Petitioning the Court to Open Your Adoption File (for adoptees adopted in the United States) | Old Papers and the NARA


2023: The states of Alabama, Alaska, Connecticut,Colorado, Kansas, Louisiana,Oregon, Maine, Massachusetts, New Hampshire, New York, Rhode Island, and Vermont (July 1, 2023) are the only U.S. states where adult adoptees have unrestricted access to their own original birth records!  Check out Bastard Nation

The late Karen Vigneault always told adoptees to not be afraid of using the courts to open your adoption records.  And she used NARA, a federal program that has files on everyone. Read more below:  Trace

Petitioning the Court to Open Your Adoption File (for adoptees adopted in the United States)

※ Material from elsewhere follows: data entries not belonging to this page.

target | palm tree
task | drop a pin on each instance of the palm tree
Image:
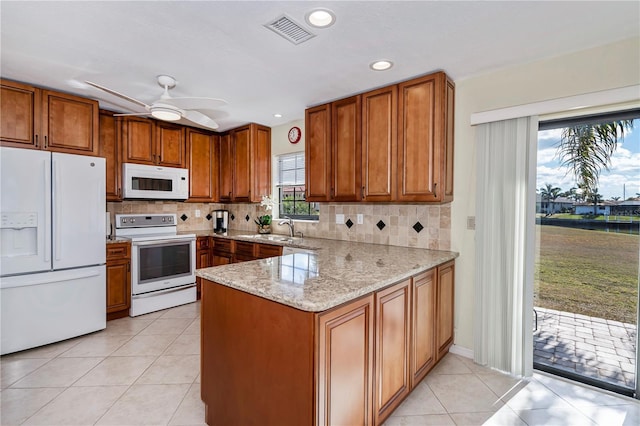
(550, 193)
(594, 197)
(587, 148)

Why you should consider a petition:

Petitioning the court to open your records is something every adoptee should try. Even the most restrictive states allow the sealed adoption file to be open via court order, and petitioning the court is usually not a difficult nor terribly expensive proposition, and your odds are slightly better than winning the lottery.

As is detailed in my search series article, "Documents", the court file contains a variety of documents related to one's adoption, often including the original birth certificate. The most likely occurrence is that when petitioned, the judge will instruct that only non- or de-identified information be compiled from the file and given to you, but in a few instances, judges have been known to open the entire file. A very few judges will open files to every adoptee who asks, regardless of the reason. It pays to research how the particular judge you will be appearing in front of usually responds to petitions to open the file.  Local search groups often have this information, or you can post an inquiry on an email list or Usenet newsgroup, as discussed in previous parts of this Search Series.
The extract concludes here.